I wonder if my coming clean about my agnosticism with Ryan has anything to do with this upwelling in religious curiosity, if not exactly fervor. Logically, of course, it's coincidental, but there is so much to be done in this world, and a lot of it is far beyond my physical or intellectual grasp. In such a case, what can I do but talk to the Being(s) that might not be there?

Your comments are, as always, welcome.

Wednesday, May 12, 2010

How did I get here?

There are days I look around at the apartment I share with two other gamers and wonder how I got here from where I was a year ago or, Eris forbid, three years ago.
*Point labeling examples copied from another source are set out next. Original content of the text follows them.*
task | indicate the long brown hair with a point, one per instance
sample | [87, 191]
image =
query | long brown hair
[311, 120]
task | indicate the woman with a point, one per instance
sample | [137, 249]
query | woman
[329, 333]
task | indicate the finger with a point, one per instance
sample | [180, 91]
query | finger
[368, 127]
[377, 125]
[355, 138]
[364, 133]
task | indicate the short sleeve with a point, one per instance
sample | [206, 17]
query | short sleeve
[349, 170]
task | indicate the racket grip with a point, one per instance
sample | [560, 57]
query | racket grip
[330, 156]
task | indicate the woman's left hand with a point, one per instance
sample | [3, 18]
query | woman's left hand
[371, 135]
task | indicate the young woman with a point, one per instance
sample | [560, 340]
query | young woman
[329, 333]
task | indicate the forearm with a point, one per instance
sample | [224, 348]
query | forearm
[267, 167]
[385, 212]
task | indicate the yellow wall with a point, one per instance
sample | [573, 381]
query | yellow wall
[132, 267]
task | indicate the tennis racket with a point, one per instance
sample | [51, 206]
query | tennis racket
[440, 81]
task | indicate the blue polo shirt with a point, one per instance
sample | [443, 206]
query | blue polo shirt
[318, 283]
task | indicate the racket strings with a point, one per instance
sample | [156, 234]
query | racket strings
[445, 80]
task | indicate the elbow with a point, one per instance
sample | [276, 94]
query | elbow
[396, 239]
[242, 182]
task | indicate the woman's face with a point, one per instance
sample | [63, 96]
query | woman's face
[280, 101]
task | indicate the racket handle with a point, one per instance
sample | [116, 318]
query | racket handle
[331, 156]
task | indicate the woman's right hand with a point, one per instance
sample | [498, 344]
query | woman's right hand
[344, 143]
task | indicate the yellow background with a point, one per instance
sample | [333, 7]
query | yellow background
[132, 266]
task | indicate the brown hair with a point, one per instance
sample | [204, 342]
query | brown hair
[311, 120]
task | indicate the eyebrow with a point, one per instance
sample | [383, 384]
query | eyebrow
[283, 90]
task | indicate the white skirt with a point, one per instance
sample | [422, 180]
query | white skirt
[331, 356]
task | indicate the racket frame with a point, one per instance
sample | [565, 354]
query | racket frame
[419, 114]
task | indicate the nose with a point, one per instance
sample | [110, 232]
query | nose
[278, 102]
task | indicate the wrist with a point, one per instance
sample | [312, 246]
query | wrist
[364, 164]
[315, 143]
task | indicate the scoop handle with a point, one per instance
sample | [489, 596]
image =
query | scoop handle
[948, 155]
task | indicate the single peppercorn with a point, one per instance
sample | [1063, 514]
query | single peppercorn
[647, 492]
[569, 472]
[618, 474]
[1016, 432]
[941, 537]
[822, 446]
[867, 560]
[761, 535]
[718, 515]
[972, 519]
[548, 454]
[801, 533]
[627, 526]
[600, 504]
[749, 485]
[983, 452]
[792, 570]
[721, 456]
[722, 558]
Some of my friends -- folks you may meet later -- think what I did had a touch of the sublime to it. After all, how many people willingly jump from a perfectly good dysfunctional housemate relationship into trying out the survivalist circuit for five months with nothing but a computer tower, some clothes and what I think I might need should the world suddenly go tits up?

Well, it depends on how desperate a person is. In my case, I was worn down and near dispair when I got a shot at joining an intentional community in Texas. That leg of the journey was the hairiest two weeks of my life, but with help from net friends I got out in one piece with the clothes and computer tower and set out for parts even more unknown. Long story short, there were a few times I thought I was going to die, a few where my soul -- if I have one -- was on the line, but to borrow a line from Hearts in Atlantis, I wouldn't have missed it for the world. Maybe that's sublime enough.